The role of the UI server in production from a user (and permissions) point of view (cylc8)

Questions about cylc-8 usage

The following lists a whole bunch of assumptions/hopes about how Cylc8 might run for us in production. Due to my not being able to have 2 images in one post, I will respond to this with how we use Cylc7 in production to provide context.

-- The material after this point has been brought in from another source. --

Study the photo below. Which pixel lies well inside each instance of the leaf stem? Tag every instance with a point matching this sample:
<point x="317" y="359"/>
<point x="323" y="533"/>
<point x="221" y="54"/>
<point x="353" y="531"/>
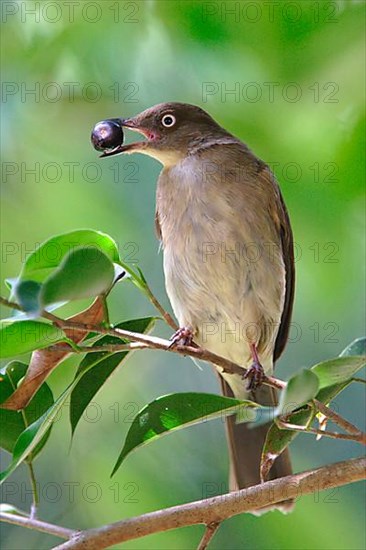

  1. All of the relevant machines on this diagram are generally on the same network and can talk to each other.
  2. Cylc8 is installed on all of the blue VMs, including the new light-blue Cylc8 virtual machines (plus as necessarily on the HPCs as well).
  3. Only the workflow machines (in the special box) run suites and submit jobs to PBS and thus to the HPCs.
  4. Systems Administrators directly install suites onto the workflow machines via the command line.
    1. How do the UI servers get connected to installed (and potentially running) suites?
  5. Suites run with the permissions of certain production realm accounts. For example the atmosphere user might “own” 10 suites, and the oceans user might “own” 5 suites etc etc.
  6. JupyterHub can run UI servers locally and on configurable extra VMs (hence the second light blue circle). I am not concerned if the remote UI servers are not possible, but earlier documentation suggested they are/were.
  7. Suite Owners can log into JupyterHub – as themselves - and scan and find all available suites (just like logging into a machine and running gscan) even where they don’t have write-access to those suites (just like with gscan). The can filter by user/workflow-vm/other filterables, or searching for suite name. Suite owners cannot perform edit runs, change the suite.rc.processed via edit functionality or do any other edits on production suites (because they cannot raise their privileges to the realm account).
  8. Suite Owners don’t have to log out and log back in again or clear their cookies to view other suites running as different production users because it’s just read-only (just like with gscan and the cylc GUI).
  9. Support Staff can connect to JupyterHub and scan and find all available suites, with the same filtering as above, and make limited changes (pause, restart, change environment variables in edit runs…) to all the suites they have permission to affect.
  10. Support Staff don’t have to log out and log back in again or clear their cookies to act as different production users.
    1. Ideally we’d be able to use their Active Directory roles as an indication of which production users they can act on behalf of. (Edit authorisation needs to be checked both at the GUI level and again at the cylc daemon level, so the user’s Active Directory roles will have to be passed to the daemon as well, while being as minimally spoofable as possible.)
    2. For example Bob might be able to affect all suites running as atmosphere, while Jane might be able to affect all atmosphere and ocean suites.
    3. It would be good if cylc-8 allows for any equivalent of “user” and “acting-as user” and always check the permissions of the “acting-as user” for authorisation with a default that “user” and “acting-as user” are identical, but allow authentication/authorisation plugins that differentiate
  11. Systems Administrators can do everything Support Users can and more, with full GUI functionality as well using command line access when necessary.
  12. Suite interactions via the command line also check for user authorisation – with the same “user” and “acting-as user” style plugin or equivalent.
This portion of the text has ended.